When the calendar nears October and the leaves begin to change hue, you will find one Pickerington resident busily reading his pumpkins for sale.

 

Sam Patterson has been harvesting his seven acres of pumpkins and selling them from his home, located on Hill Road across from Pickerington Central High School, for 20 years.

He, along with his faithful wiener dog Oscar Mayer, are well known in the Pickerington community and come autumn people watch for when Patterson fills his front yard with hundreds of delightful orange pumpkins waiting to be made into jack o’ lanterns, decorations, and pies.

Patterson loves fall and his zest for life has made his pumpkins  a special tradition for many local families.

 

Patterson happily recalls a young girl who stopped by to purchase a pumpkin when she was two- or three-years-old.

"She picked the biggest pumpkin I had," said Patterson. "She continued that tradition each fall until she graduated high school. Another lady stops by every year, not to buy pumpkins, but to see Oscar! People love that dog. He’s my shadow."

Patterson moved to Pickerington in 1961 and retired from the city of Pickerington as the city’s superintendent of streets and maintenance in 1995.
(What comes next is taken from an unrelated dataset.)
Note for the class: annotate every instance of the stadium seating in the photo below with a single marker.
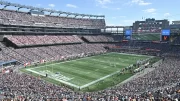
(103, 38)
(26, 40)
"Everyone knows me," said Patterson.

He speculated that 85 to 90 percent of his business is repeat customers. Patterson said he enjoys talking with people and takes great pride in providing a service to the community at a fair price.

 

"I just love seeing the joy in the faces of children as look at all the pumpkins, said Patterson. "That’s why I do this year after year."

When asked about the most popular pumpkin without hesitation Patterson pointed at a small pumpkin he called the "classroom pumpkin."

 

"Teachers and churches buy these by the dozens for their parties. I’ve planted enough to ensure that I won’t run out this year," said Patterson.

Patterson sells pumpkins of all sizes, shapes, and colors. This year he is saving his biggest pumpkins, which range from 200 to 400 pounds, for the Fairfield County Fair in October.

People love pumpkins, according to Patterson.

"There’s never any danger of having leftover pumpkins," said Patterson. "They are all gone by Halloween."